Davis is one of four students to travel to Iqaluit to take part in The Chinook Project, a charity operating since 2005 to offer free services to northern Canadian communities that don't typically have access to vet care. 

The clinic expects to see around a hundred animals over the course of four-and-a-half days, the vast majority for spays and neuters. 

"This is more surgery than they would likely be exposed to in their entire year," said Dr. Marti Hopson, one of the three veterinarians who watch over the students as they practise their anesthetic and surgical skills. 

Jonathan Flaherty has his 12-year-old American bulldog Spike examined by Dr.
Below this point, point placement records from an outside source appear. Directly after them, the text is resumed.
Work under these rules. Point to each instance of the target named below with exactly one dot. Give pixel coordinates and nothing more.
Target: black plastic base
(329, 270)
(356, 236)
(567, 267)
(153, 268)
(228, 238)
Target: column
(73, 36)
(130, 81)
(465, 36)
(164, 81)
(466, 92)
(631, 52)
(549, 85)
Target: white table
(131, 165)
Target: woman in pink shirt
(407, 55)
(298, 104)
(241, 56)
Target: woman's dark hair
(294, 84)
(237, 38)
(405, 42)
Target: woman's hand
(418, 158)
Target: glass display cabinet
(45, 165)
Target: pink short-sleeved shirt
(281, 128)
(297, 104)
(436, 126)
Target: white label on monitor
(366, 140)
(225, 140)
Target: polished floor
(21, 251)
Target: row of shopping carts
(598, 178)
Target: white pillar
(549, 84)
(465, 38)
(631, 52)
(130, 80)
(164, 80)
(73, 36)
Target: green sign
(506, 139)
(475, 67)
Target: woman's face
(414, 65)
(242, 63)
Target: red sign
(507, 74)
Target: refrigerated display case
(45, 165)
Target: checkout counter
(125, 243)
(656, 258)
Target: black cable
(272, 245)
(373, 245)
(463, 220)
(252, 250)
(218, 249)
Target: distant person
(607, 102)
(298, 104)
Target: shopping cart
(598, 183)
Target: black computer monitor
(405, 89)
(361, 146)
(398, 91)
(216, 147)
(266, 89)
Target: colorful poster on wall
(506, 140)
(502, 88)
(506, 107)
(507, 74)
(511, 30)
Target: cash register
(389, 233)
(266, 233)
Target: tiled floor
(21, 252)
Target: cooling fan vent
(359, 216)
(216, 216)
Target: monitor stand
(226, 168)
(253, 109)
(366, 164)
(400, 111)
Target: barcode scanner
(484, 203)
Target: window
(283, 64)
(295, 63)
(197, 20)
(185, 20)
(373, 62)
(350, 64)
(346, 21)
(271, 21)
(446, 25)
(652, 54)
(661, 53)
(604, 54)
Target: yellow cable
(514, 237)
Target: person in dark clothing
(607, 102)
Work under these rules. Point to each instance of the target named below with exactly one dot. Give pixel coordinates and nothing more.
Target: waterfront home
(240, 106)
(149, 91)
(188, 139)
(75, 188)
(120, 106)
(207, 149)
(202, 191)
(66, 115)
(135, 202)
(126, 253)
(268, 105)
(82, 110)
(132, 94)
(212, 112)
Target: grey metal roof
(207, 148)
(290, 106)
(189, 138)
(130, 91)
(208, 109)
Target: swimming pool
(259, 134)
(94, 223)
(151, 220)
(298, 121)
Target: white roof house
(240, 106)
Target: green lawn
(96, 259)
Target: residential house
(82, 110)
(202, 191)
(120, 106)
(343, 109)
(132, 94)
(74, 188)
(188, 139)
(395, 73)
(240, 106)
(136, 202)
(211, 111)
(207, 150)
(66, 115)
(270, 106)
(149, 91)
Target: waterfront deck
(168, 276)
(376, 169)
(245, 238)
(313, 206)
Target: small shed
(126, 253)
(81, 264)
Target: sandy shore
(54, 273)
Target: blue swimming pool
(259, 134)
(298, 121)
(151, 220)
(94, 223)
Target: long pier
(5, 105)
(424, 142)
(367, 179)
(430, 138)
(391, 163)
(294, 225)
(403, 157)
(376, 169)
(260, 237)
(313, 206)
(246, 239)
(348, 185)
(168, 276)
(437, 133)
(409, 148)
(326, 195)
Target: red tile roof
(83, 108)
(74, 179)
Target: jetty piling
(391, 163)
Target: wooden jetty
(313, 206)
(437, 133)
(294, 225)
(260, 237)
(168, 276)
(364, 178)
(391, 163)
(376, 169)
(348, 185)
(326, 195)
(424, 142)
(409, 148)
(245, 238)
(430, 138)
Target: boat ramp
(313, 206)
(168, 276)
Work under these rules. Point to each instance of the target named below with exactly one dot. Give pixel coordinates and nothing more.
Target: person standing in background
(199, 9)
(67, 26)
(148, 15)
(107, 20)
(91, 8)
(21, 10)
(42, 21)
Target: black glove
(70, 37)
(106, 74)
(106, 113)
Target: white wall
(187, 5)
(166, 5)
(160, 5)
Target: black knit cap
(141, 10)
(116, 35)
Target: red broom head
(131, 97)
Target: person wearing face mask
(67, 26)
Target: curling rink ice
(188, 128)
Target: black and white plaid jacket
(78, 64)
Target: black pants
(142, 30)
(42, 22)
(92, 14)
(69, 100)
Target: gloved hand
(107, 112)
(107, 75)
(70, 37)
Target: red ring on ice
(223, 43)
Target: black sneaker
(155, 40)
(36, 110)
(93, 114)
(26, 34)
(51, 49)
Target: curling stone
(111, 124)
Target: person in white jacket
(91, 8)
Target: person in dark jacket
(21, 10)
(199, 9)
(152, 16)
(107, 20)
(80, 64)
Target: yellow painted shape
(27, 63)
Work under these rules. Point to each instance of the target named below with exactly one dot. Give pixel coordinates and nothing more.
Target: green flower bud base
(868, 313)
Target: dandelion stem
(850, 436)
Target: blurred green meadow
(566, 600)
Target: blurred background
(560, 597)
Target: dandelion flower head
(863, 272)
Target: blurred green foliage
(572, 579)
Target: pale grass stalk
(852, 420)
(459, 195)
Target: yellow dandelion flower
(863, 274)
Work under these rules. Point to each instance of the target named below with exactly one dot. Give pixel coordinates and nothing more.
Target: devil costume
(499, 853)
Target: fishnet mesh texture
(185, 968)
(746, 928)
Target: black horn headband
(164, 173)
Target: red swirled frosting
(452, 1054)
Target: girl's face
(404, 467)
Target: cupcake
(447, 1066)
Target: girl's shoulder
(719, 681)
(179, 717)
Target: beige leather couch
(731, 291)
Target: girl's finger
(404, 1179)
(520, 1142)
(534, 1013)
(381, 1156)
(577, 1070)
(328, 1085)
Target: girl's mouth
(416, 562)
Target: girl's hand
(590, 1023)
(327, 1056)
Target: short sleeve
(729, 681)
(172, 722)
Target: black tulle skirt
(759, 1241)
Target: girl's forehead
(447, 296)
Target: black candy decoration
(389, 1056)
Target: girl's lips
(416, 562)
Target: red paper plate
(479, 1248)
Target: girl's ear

Hopson. (John Van Dusen/CBC)
"It's an incredibly intense experience, working with people 18 hours a day in very stressful situations and yet we come together as a group, and there's nothing more beautiful than a team working together like that."

Hopson, along with the Iqaluit Humane Society, helped coordinate the trip, some two years in the making. 

In addition to spays and neuters, the project offers free vaccinations and checkups.

Jonathan Flaherty brought in Spike, his 12-year-old American bulldog.

"It's a great service they're doing," he said. 

"It's free, too."

Cancellations at NunaVet

And that's not sitting well with the territory's only animal clinic, just down the street from the Abe Okpik community centre. 

"For the project to do regular examinations and consults and stuff like that, that would have a detrimental impact on the company," said Duncan Cunningham, manager at the Nunavet Animal Clinic. 

Dogs wait their turn at the makeshift clinic. (John Van Dusen/CBC)
This week, Cunningham said his clinic, which opened in 2011, had about 10 cancellations or no-shows. 

"I think that we can certainly get along with a group that's coming up here for the purposes of community health and reducing the dog population," he said. 

"But the actual vet having lost a bit of business in the last few days is a problem."

Janelle Kennedy, the president of the Iqaluit Humane Society, said it's not unusual for other SPCAs in southern Canadian communities to offer free services. She says the shelter has a mandate to help animals and while the free clinic is aimed at low-income families, no one is being turned away.

"To me it's a little bit of stretch to just say that because you had a cancellation, they're coming for a free service," said Kennedy. 

The NunaVet van parked outside the clinic in Apex, Nunavut. (John Van Dusen/CBC)
"If some people cancelled their appointments I really couldn't tell you if it had anything to do with us or not."

Kennedy said the humane society is using Iqaluit as a pilot project to see how the free clinic operates and hopes to potentially expand it to other Nunavut communities. 

"Our goal is to really help those low income families," said Heather Crowley, a board member with the humane society who helped organize Project Chinook.

​"They might have an animal they love and care deeply about. But they might say, you know, there's $500 — do I feed my family and pay rent, or do I take my dog and get surgery?"